There are things that I know she likes about our new way of life. Things that I appreciate too. Her dad is now home a lot more. He’s gone from a long commute to no commute and comes upstairs to have lunch with them most days. We bake, and we belt out lyrics from the new Frozen soundtrack together. We have dance parties in the kitchen, and we build forts and snuggle and read.

It’s like the early days again, sweet and intense. I’m simultaneously overwhelmed by my love for these little humans and entirely overwhelmed by the constant noise and mess and stream of why’s. Feeling obliterated in every sense. Happily embracing the small moments but desperately trying to find the time and space and mental energy to have a complete thought. To have a conversation with my spouse. To process at the strange and scary things that are taking place beyond these four walls. To navigate and to normalize our new way of being, of engaging with the world: masks on, six feet away.

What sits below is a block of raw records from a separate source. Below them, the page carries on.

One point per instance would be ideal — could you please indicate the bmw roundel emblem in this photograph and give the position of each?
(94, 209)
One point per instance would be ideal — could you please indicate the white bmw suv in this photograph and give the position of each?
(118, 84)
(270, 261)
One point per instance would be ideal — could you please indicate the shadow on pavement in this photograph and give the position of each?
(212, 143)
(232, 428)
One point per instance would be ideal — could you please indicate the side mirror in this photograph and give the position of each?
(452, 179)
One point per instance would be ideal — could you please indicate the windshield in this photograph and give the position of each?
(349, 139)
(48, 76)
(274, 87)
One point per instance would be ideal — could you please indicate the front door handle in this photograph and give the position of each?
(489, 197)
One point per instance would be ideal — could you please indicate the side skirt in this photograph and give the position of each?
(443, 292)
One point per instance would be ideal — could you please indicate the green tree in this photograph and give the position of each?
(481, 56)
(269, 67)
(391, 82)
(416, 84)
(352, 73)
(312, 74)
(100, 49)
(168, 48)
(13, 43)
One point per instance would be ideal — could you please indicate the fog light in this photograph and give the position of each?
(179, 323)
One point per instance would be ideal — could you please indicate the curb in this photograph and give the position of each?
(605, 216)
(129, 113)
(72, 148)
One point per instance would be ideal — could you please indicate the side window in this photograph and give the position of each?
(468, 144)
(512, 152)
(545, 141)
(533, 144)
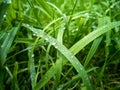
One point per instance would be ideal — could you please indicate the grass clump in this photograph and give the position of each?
(59, 45)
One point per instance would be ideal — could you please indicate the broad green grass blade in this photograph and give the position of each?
(6, 42)
(60, 58)
(46, 7)
(101, 22)
(74, 61)
(92, 50)
(93, 35)
(3, 9)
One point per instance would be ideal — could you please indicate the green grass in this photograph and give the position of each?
(59, 45)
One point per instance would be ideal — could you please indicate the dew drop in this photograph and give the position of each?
(78, 71)
(27, 25)
(34, 34)
(77, 63)
(46, 77)
(46, 39)
(53, 43)
(56, 46)
(87, 15)
(32, 55)
(4, 15)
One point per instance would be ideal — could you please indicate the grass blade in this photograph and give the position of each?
(74, 61)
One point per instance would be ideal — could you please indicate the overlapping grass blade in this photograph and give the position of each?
(74, 61)
(101, 22)
(6, 42)
(93, 35)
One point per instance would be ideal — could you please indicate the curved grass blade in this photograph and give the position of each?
(3, 9)
(74, 61)
(93, 35)
(6, 42)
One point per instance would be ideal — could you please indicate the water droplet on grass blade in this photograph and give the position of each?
(53, 43)
(46, 39)
(32, 55)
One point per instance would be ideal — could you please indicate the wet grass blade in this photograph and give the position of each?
(6, 42)
(70, 57)
(93, 35)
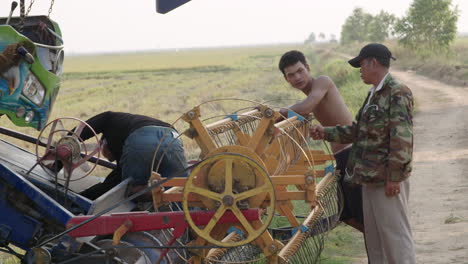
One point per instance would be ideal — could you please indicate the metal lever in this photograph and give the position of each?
(14, 4)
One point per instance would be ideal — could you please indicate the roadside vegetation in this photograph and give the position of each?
(167, 84)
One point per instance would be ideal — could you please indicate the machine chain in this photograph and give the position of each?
(51, 7)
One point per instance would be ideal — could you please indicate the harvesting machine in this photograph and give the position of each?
(257, 191)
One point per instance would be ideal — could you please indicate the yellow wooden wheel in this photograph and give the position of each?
(227, 196)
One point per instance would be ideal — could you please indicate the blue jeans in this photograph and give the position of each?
(139, 150)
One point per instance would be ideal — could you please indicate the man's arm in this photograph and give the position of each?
(340, 134)
(321, 86)
(401, 133)
(97, 122)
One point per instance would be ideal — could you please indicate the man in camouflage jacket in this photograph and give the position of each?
(381, 156)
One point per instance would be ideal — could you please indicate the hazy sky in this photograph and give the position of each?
(134, 25)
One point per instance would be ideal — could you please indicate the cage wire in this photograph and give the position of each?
(302, 247)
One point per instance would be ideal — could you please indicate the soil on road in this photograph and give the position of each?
(439, 182)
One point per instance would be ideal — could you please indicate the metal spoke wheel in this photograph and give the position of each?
(243, 183)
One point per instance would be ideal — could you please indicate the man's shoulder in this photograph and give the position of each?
(323, 78)
(323, 81)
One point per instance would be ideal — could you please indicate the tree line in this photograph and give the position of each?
(428, 27)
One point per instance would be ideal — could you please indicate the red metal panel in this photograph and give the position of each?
(144, 221)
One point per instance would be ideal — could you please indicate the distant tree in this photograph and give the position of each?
(310, 39)
(355, 27)
(380, 27)
(322, 35)
(429, 26)
(361, 26)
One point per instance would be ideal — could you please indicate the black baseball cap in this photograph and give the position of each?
(373, 50)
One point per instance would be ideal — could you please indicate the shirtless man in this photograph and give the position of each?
(325, 102)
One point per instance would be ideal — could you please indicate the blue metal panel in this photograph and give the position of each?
(22, 228)
(44, 204)
(82, 202)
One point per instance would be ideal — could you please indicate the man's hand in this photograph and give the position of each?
(283, 115)
(317, 132)
(392, 188)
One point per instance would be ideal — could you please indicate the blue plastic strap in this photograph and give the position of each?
(233, 117)
(233, 229)
(302, 228)
(291, 113)
(330, 168)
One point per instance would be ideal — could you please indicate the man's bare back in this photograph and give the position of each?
(323, 99)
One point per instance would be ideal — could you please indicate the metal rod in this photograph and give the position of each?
(33, 140)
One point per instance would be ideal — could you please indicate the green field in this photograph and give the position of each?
(166, 84)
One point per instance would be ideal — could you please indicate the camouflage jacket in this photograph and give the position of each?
(382, 137)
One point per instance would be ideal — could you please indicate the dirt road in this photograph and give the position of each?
(439, 182)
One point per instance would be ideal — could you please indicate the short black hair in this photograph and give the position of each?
(290, 58)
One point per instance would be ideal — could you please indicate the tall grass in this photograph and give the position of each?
(164, 85)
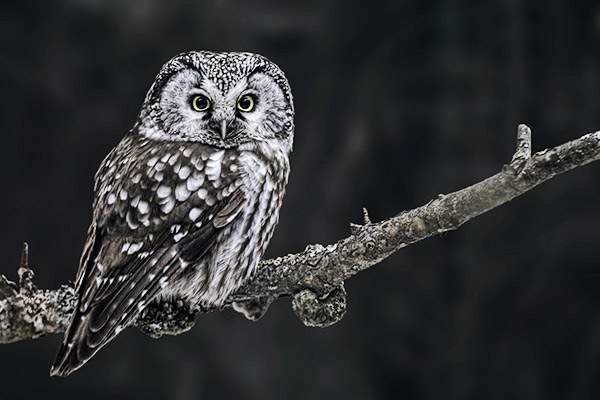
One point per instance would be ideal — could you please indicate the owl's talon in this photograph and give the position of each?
(166, 318)
(320, 312)
(253, 309)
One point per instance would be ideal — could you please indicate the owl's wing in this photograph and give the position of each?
(121, 274)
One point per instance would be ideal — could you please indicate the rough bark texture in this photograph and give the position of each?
(315, 276)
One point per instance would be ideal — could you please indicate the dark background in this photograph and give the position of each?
(397, 101)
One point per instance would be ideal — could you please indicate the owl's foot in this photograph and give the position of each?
(166, 318)
(315, 311)
(253, 309)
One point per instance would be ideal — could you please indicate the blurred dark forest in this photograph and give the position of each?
(397, 101)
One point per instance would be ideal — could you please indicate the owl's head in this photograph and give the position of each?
(220, 99)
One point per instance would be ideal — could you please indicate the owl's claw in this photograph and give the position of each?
(253, 309)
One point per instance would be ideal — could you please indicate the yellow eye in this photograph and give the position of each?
(200, 103)
(246, 103)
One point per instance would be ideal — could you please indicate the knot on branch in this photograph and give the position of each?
(320, 312)
(166, 318)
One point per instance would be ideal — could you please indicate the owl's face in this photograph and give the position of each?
(220, 99)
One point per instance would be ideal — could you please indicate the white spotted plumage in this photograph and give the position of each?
(187, 202)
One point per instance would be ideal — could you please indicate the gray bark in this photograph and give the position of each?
(315, 276)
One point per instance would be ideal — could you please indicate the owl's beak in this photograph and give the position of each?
(223, 129)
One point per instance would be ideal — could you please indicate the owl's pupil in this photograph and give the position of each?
(200, 103)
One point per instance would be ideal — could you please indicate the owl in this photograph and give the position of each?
(185, 205)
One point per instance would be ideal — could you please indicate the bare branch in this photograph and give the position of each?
(315, 276)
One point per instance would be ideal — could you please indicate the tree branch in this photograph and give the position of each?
(315, 276)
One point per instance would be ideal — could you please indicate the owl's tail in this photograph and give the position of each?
(84, 337)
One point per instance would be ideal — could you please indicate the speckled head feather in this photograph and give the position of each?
(223, 78)
(186, 204)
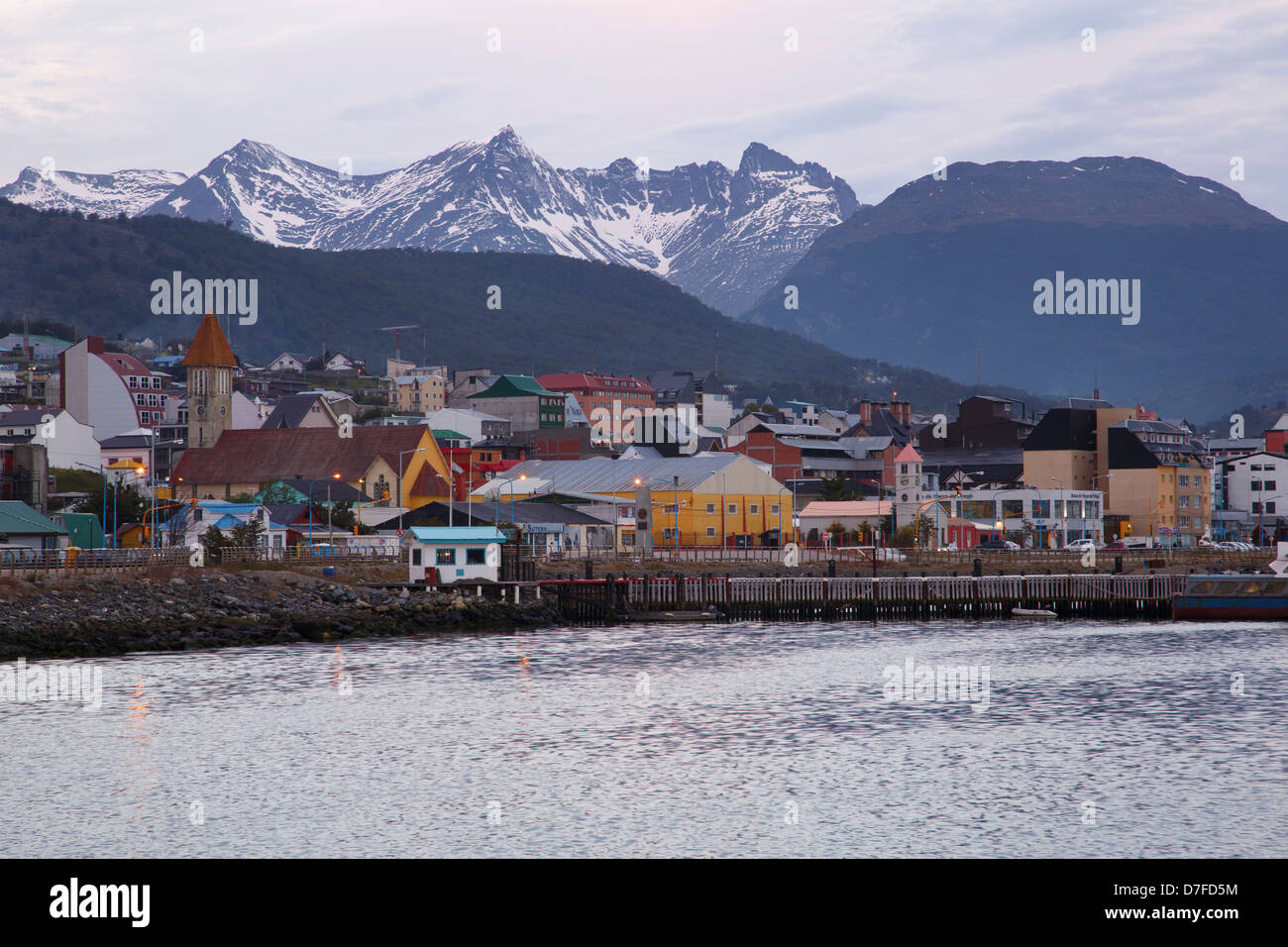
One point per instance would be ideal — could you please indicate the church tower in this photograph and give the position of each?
(210, 365)
(907, 486)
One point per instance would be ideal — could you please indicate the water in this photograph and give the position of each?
(746, 740)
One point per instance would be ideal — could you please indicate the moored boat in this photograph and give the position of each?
(1233, 598)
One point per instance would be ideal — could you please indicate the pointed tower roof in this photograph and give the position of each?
(210, 346)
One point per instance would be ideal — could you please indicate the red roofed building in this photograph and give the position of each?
(111, 390)
(210, 365)
(375, 460)
(600, 390)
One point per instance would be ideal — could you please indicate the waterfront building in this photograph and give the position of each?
(451, 553)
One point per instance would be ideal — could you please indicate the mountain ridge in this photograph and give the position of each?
(719, 234)
(941, 269)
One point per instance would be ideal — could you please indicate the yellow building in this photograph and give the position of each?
(417, 394)
(1153, 474)
(700, 501)
(403, 460)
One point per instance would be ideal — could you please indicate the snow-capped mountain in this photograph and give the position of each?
(724, 236)
(107, 195)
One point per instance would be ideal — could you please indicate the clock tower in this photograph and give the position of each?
(210, 365)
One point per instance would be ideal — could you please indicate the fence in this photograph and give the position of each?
(14, 562)
(1218, 560)
(72, 561)
(314, 556)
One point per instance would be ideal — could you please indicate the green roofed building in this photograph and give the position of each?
(22, 526)
(523, 401)
(82, 528)
(450, 438)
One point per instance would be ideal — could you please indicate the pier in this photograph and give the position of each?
(716, 598)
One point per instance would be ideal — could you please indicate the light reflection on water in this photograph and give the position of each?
(666, 740)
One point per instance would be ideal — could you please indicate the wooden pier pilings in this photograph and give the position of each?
(605, 600)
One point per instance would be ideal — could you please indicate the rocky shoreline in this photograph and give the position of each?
(52, 618)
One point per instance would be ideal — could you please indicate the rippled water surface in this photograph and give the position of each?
(655, 740)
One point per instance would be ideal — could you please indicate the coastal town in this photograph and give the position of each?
(127, 445)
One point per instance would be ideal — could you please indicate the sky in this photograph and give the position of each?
(875, 91)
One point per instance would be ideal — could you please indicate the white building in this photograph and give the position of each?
(451, 553)
(188, 525)
(288, 361)
(1033, 518)
(1258, 483)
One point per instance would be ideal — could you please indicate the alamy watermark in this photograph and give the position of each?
(945, 684)
(1087, 298)
(179, 296)
(647, 425)
(56, 682)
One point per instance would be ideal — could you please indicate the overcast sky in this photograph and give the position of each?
(875, 90)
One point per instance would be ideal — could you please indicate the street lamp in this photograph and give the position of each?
(724, 502)
(143, 472)
(335, 475)
(1100, 476)
(1064, 519)
(103, 474)
(330, 528)
(510, 480)
(415, 450)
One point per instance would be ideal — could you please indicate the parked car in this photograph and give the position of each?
(883, 553)
(997, 545)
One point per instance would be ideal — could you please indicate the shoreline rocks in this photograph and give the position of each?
(99, 617)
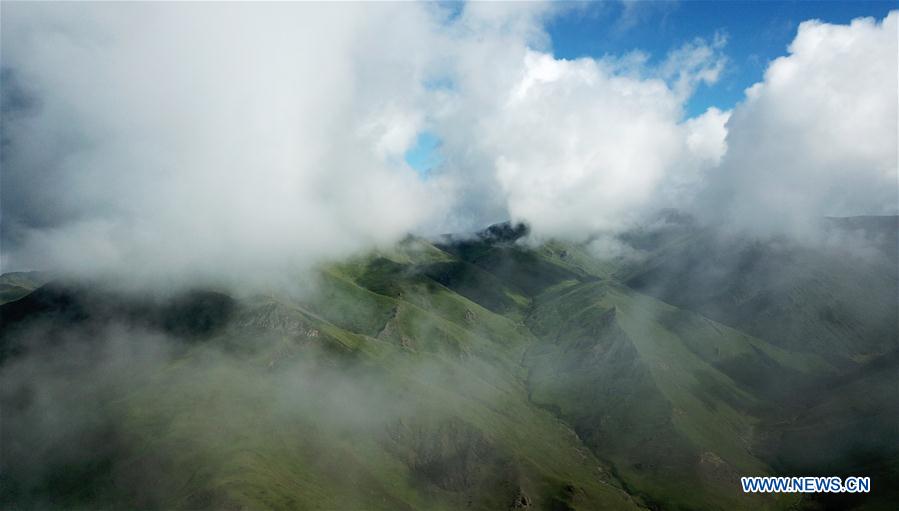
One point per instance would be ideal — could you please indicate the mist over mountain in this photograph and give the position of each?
(440, 256)
(471, 371)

I’m not sure if we’ll come out of this better or worse for it. I honestly think it will be a mixture of both. I’ll never regret the sweet moments I’m getting to spend with my kids. How much more I’m getting to know them, but when the germs are gone, I’m looking forward to expanding our circle again. I hope the local spot is still there to eat at, that they weather the storm. I, too, wonder if my local barista will remember me. I think that it won’t be quite that straightforward. I think it’s going to take a lot for us all to get back to where we once were, but I think that’s ok too. I’m just grateful we’ll be doing it together.